By this stage of my life story, my prominent broadcaster mate had completely zoned out. Rightly so. It was a hugely boring, self-saucing yarn. No fun in a bar (or in the paper for that matter). Full of humblebrags too. He left before I could get to the bit about the mother of my children. She had the number one album in the country when I met her. My band was only at number 24 on the charts.
Anyway, the point of my inebriated autobiography was this: My masculinity has never been under threat from powerful females. I enjoyed their company in life and employment. But I worked hard, cut my own path and I reckon I grew up to be a nice guy, great provider and an awesome dad. The old rules work.
Nowadays we have male/female equality at the starting gates. Awesome. After that, in my opinion, it's completely up to the individual. There are no excuses, victim cards or free passes when you're out on the playing field.
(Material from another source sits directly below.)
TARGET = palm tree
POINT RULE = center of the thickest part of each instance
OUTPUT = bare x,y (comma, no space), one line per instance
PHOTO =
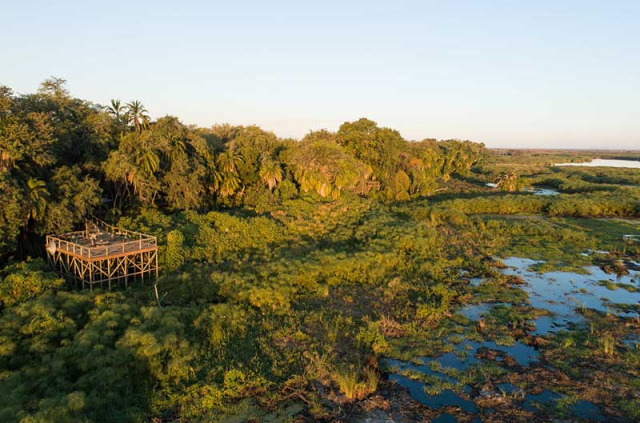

Equality of opportunity is the goal but enforced equality of outcome isn't fair. That leads to the horrors of 20th-century Russia, China and Germany.
New Zealand will go well if males and females are thought of and rewarded as individuals for their talent, heart and hard work.
Surely my sons can handle that. The message for males in 2018 should be the same as it was when I was a kid. Work your arse off but don't be an a-hole. Do that and your masculinity will be sweet as, whoever is PM.
So 125 years after women got the vote, being a dude is just fine. Of course, when artificial intelligence takes over it won't matter what flavour flesh bag you are. We'll all be useless to them.